You pipe claude -p "summarize this 90KB log" into a script, capture the result, ship it downstream — and never notice that the last 30KB vanished. No error, no stack trace, no exit code. Just missing data. That’s exactly what a freshly filed, already-labeled has repro bug in Claude Code does to claude -p output.
The issue we found
Claude Code: claude -p stdout silently truncated at 65,536 bytes (issue #77112). When you run Claude Code in pipe mode (claude -p) and the printed result exceeds the pipe buffer, the trailing bytes are dropped on exit. The reporter reproduced it cleanly: any payload larger than 65,536 bytes gets cut off mid-stream because an asynchronous stdout write is still in flight when the process tears down and exits. Node’s default pipe buffer is 64 KiB — once Claude’s output outruns it, the pending write() is abandoned instead of flushed. The process exits 0, so nothing in your CI or cron job flags the loss. It carries the bug, has repro, area:cli labels and is still open.

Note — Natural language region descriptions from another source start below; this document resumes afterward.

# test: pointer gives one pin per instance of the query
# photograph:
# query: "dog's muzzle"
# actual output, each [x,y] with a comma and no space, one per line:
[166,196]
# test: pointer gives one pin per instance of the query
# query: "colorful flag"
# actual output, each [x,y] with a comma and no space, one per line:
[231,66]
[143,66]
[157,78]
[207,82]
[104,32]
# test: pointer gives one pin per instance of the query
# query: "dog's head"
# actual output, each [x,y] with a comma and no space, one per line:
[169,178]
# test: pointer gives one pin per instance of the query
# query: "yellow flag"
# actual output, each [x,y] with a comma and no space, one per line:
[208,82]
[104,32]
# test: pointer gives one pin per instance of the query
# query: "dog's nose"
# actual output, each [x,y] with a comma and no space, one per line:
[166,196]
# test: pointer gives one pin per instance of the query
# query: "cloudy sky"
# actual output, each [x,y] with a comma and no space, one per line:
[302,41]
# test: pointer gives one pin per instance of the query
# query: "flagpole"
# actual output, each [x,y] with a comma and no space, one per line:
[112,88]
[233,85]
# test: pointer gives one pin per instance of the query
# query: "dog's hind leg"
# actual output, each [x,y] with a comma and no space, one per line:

This is the nasty kind of bug: it passes in tests (small outputs) and fails in production (large ones), biting you only after you’ve trusted it at scale.
Are you affected?
Run these quick checks:
# 1. Generate output that exceeds the 64 KiB buffer
claude -p "$(printf 'repeat this line 5000 times: hello world\n%.0s' {1..5000})" > /tmp/out.txt
wc -c /tmp/out.txt # is it exactly 65536 or suspiciously clipped?

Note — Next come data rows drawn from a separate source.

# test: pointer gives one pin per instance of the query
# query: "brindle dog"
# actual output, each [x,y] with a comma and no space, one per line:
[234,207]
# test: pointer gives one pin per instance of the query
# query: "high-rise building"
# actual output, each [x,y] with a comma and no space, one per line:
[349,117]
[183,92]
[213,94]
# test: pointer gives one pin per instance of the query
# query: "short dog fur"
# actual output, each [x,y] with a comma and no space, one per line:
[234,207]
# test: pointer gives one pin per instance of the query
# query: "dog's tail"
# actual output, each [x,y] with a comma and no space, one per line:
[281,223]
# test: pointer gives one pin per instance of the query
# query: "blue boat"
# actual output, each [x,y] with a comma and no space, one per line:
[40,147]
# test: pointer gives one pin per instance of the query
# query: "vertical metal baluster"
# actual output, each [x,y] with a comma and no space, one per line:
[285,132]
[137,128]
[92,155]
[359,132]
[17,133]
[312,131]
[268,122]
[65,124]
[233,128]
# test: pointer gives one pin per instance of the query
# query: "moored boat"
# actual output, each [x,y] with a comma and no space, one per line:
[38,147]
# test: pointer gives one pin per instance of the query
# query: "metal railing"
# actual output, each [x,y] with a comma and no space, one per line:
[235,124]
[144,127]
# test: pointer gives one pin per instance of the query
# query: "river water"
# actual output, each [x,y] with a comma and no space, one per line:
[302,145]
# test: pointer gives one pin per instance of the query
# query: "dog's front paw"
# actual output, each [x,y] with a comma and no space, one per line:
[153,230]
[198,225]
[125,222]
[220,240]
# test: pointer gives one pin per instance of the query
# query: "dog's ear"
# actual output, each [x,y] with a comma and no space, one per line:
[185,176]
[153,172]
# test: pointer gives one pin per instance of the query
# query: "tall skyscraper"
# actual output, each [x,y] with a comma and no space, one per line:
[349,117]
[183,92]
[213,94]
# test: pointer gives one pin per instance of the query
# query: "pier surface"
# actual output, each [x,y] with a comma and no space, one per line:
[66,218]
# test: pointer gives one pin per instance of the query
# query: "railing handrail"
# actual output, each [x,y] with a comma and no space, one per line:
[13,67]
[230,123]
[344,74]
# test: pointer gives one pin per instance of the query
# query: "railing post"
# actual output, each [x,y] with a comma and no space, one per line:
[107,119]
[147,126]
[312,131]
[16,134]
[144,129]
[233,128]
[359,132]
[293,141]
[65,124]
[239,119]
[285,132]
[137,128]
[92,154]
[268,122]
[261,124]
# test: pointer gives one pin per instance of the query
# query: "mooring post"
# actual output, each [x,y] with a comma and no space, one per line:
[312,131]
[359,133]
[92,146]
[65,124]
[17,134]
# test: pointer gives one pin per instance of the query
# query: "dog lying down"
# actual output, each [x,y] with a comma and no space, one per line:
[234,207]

# 2. Compare against a non-pipe write (file redirect keeps the full stream)
claude -p "your real prompt" > /tmp/full.txt
claude -p "your real prompt" | cat > /tmp/piped.txt
cmp /tmp/full.txt /tmp/piped.txt && echo "OK: identical" || echo "MISMATCH: pipe truncated"
If the piped file is shorter than the redirected one, you’re hit.
The fix
- Pin a workaround today: redirect to a file (
> out.txt) rather than piping, or wrap the call so the consumer reads from a temp file. File writes flush synchronously on close, dodging the dropped async buffer. - Force a flush barrier: if you must pipe, append a sink that waits, e.g.
claude -p "..." | tee out.txt(theteekeeps the stream referenced until fully drained) or use a small wrapper thatawaits the pipe’sfinishevent. - Upstream: track issue #77112 for the proper fix (making pipe-mode exit wait on
stdout.writedrain).
Why it happened
It’s a classic Node.js pipe pitfall, not a model failure. claude -p writes to stdout asynchronously; when output exceeds the ~64 KiB pipe buffer, process.exit() fires before the kernel acks the buffered chunk. Because the write is fire-and-forget, the unflushed tail is discarded silently. File descriptors flush on close; pipes don’t get that grace period on exit.
FAQ
Q1: Does this affect interactive Claude Code in the terminal?
No — the truncation is specific to claude -p pipe mode, where stdout is a pipe rather than a TTY or file. Interactive sessions render to the TUI and aren’t subject to the buffer race.
Q2: Will my script’s exit code catch the data loss?
No. The process exits 0 even though bytes were dropped, so naive if [ $? -eq 0 ] checks won’t save you. You must verify byte counts or avoid piping.
Q3: Is 65,536 bytes an exact cutoff I can plan around? Treat it as a ceiling, not a promise. The loss triggers whenever buffered data is still in flight at exit, so any large output is at risk — don’t assume anything over 64 KiB is safe to pipe.